Thank you for your interest in our work. Our study was not a “trial,” as the letter suggested but, rather, an observational prospective longitudinal study, and thus the requirement for a sample power determination a priori was not a necessity. Nonetheless, it is good practice to determine the sample size if there is a standardized assessment measure of “oral impact.”

To date, no standardized assessment measures of oral impacts of orthodontic appliances exist to guide sample size calculation (based on means and standard deviations, or the prevalence of the impact). In this study, an ad-hoc approach to oral impact assessment was used, considering 13 factors (common oral impacts associated with orthodontic treatment). Significant differences were observed in 9 of the 13 oral impacts between those with labial vs lingual appliances. Because significant differences were observed (across most oral impacts), that provided evidence that the sample size had adequate statistical power; the issue of sample power becomes important when there is no significant difference. Sample size calculation in itself cannot determine whether there are significant differences, as the letter implied.

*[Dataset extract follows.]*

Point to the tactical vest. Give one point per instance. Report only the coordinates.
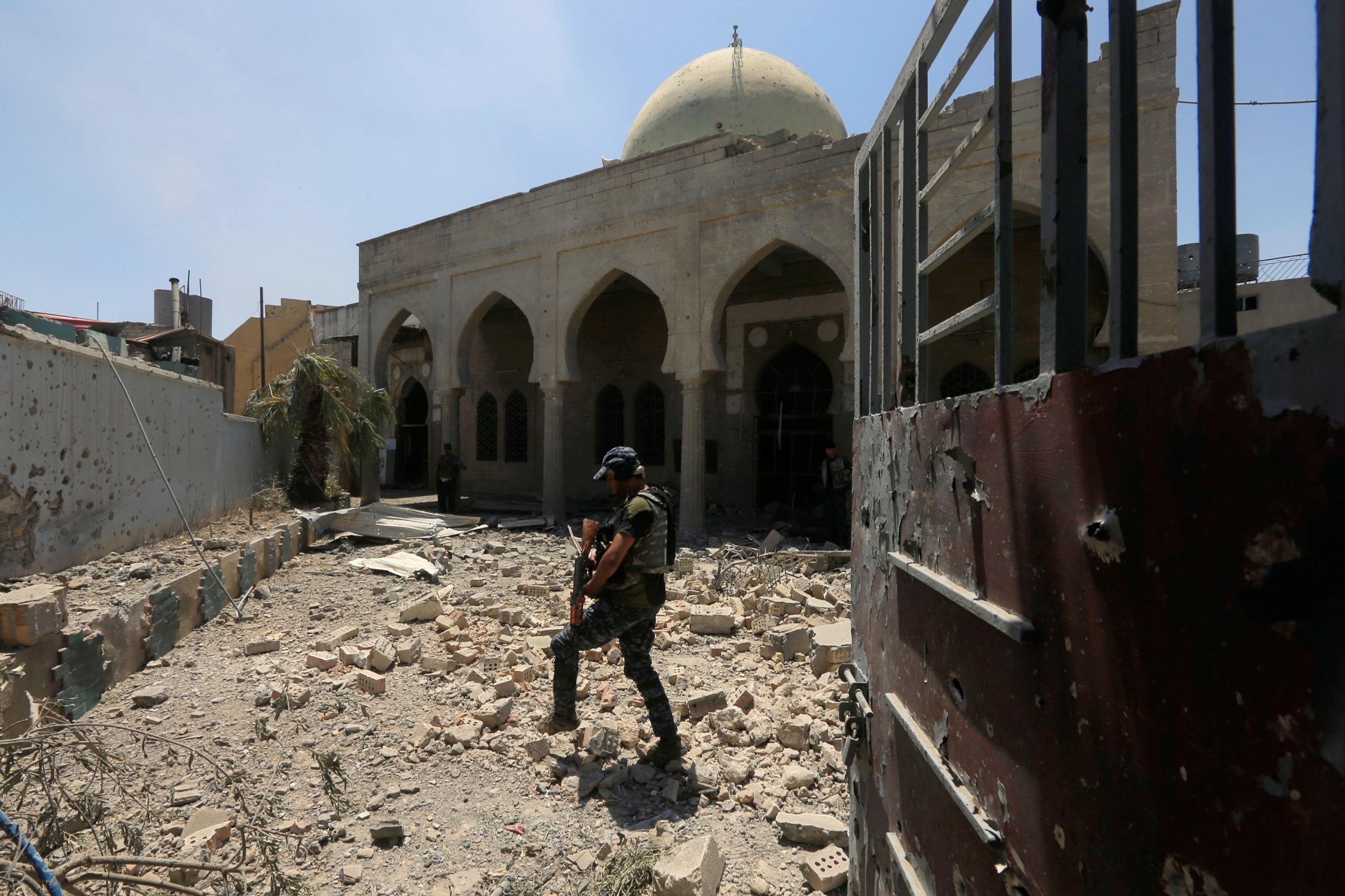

In our study, differences in the oral impacts experienced were assessed via area-under-curve analyses. If one were to estimate sample size based on the findings of our study, where the mean oral impact among those with lingual appliances was 37.4 (SD, 9.6), and hypothesize a 20% difference in oral impact among those with labial appliances, then a sample size of 60 (30 per group) would have 85.4% power: ie, 85% of studies with a sample of 60 (30 per group) would expect to yield a significant difference, rejecting the null hypothesis that the populations have equal oral impact. It is recommended that, when sample size calculations are conducted, a power of at least 80% should be set.

Although we also support the notion of prestudy sample size calculation, without a standardized assessment measure and evidence from previous studies, all that can be determined is a “guestimate” rather than a sample power estimate. We hope that our clarifications will be useful to those involved in similar studies in the future.